The Center for Medicare and Medicaid Services (CMS) is the federal agency that has oversight regarding Medicare Advantage plans sold in the USA.
In 2021 CMS received over 41,000 complaints from consumers about their Advantage plan coverage. In 2020 the number of complaints was approximately 13,000. The vast majority of complaints related to misleading marketing. Watch just about any Medicare Advantage television advertisement the last two years during the annual open enrollment season (October 15th-December 7th) and it is not hard to understand why so many individuals are upset.
The old saying “if it seems too good to be true it probably is” comes to mind. Technically speaking, everything mentioned in these television ads is likely true, but what is not mentioned in the ads is much more important when attempting to find the best deal.
Rarely mentioned in television ads is the fact that the average annual out of pocket maximum for all Advantage plans in the USA is $7550! Some plans offer lower out of pocket maximums, others higher, but the advertisements never seem to mention the amount. They are happy to mention dental and vision benefits, meals and transportation, but never seem to mention just how limited these benefits typically are. Worse, they never seem to mention just how few doctors, specialists, and hospitals are in-network.
Many of the Advantage plan advertisements offering free food, rides to the doctor, dental coverage, vision, or money added back to your Social Security never seem to mention that to qualify for such benefits your income must be at or near the federal poverty level. The television ads encourage you to call to see if you qualify, knowing full-well that most individuals that call will never qualify. The goal of the advertiser is to get you to call and sell you one of their other Advantage plans or supplement plans once it is determined that you don’t qualify for the low-income plans.
The vast majority of Medicare Advantage plans are HMO policies. By definition all HMO plans have limited provider networks. HMO plans are managed care products and have aggressive utilization review procedures. Want to see a specialist? You must first get the ok from your primary doctor.

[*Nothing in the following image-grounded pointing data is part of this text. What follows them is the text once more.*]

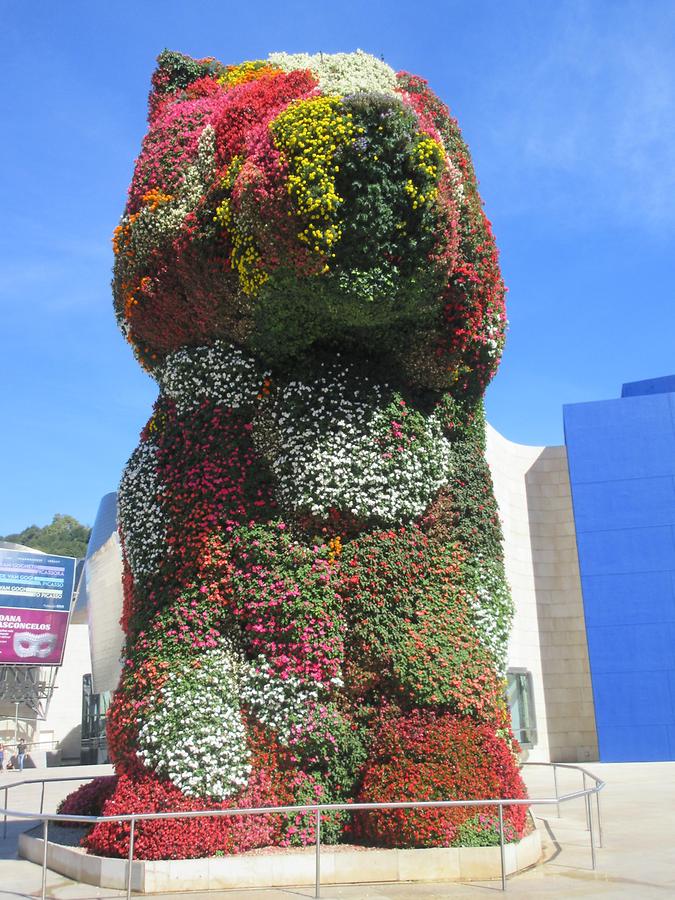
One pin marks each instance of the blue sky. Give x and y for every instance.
(569, 111)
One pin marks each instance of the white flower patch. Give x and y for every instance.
(139, 511)
(341, 73)
(278, 703)
(491, 607)
(349, 444)
(154, 226)
(219, 373)
(194, 733)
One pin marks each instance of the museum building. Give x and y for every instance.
(589, 542)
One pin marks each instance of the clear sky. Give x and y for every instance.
(569, 111)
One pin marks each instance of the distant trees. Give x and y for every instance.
(65, 536)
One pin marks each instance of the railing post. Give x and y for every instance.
(317, 886)
(597, 806)
(501, 844)
(555, 785)
(45, 843)
(590, 830)
(588, 808)
(132, 831)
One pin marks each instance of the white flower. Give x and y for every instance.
(341, 73)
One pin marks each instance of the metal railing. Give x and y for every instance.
(316, 810)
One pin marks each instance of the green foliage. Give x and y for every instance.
(64, 536)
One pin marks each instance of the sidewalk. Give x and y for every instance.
(637, 861)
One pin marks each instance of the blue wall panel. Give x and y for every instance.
(621, 456)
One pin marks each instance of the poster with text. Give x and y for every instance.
(36, 592)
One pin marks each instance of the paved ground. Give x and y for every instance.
(637, 860)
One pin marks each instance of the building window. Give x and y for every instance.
(520, 697)
(94, 710)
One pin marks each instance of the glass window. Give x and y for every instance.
(520, 697)
(94, 710)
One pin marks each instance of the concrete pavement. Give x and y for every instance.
(637, 860)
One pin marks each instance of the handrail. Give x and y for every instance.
(316, 809)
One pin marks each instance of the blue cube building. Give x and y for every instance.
(621, 457)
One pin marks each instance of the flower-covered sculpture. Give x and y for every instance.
(315, 602)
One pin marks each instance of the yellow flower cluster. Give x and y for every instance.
(122, 234)
(247, 71)
(245, 256)
(154, 198)
(334, 547)
(429, 157)
(308, 134)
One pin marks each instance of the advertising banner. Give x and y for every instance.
(36, 591)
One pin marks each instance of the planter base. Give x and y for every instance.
(285, 869)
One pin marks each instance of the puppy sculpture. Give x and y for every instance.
(315, 602)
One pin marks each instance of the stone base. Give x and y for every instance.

If and when you get the ok from your doctor and insurance company, plan to wait quite a while for a specialist appointment, as specialists are typically few and far between.

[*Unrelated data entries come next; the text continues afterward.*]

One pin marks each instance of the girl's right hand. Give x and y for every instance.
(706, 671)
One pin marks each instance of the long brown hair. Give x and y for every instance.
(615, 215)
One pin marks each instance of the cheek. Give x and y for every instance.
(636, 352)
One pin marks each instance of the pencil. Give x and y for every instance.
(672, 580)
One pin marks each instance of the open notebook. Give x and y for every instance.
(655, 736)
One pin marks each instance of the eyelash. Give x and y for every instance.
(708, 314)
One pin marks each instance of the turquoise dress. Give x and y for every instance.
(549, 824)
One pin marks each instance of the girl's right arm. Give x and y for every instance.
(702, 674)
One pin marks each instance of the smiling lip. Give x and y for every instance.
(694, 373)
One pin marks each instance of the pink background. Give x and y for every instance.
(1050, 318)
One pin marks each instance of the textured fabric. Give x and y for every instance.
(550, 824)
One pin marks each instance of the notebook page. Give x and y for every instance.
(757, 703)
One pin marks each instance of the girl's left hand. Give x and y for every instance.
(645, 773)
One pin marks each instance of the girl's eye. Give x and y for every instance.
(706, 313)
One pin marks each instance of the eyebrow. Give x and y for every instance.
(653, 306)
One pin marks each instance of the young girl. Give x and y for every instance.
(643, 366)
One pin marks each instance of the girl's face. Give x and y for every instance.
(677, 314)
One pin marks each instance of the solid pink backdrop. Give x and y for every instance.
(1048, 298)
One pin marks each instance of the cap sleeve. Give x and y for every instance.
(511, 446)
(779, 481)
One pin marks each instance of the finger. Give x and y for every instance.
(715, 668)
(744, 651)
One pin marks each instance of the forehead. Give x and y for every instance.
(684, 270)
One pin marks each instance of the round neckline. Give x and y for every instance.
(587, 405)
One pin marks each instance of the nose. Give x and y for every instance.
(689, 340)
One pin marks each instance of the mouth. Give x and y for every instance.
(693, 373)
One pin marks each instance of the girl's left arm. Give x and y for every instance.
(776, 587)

If you want to avoid all the headaches of an Advantage plan it is best to buy a Medicare supplement plan instead, specifically the Senior Security G plan from Blue Cross and Blue Shield of Arizona. See any Medicare doctor or hospital in the country (96% of all doctors/hospitals) no specialist referrals, freedom to move out of state and keep the policy and have a $50,000 lifetime benefit in medical coverage while traveling out of country. Supplement plans are very reasonably priced. The maximum out of pocket with the G plan is around $200 a year, not thousands of dollars like most HMO Advantage plans.
If you enroll in a Medicare Advantage plan you are locked in for the year, you can’t switch policies. (In rare situations you may switch.) With Medicare supplement plans you may switch policies any time of year.
If you purchase a Medicare supplement plan you must also purchase a Part D prescription plan, as prescriptions are not covered on supplement plans. Prices range from $10-$50 a month typically. The national average is around $35.
If you must enroll in a Medicare Advantage plan the Blue Cross and Blue Shield of Arizona Advantage plans are a smart choice. BCBSAZ is, and has always been, the largest, non-profit insurance company in Arizona that shoots straight, avoiding all the gimmickry so common with many television advertisers today.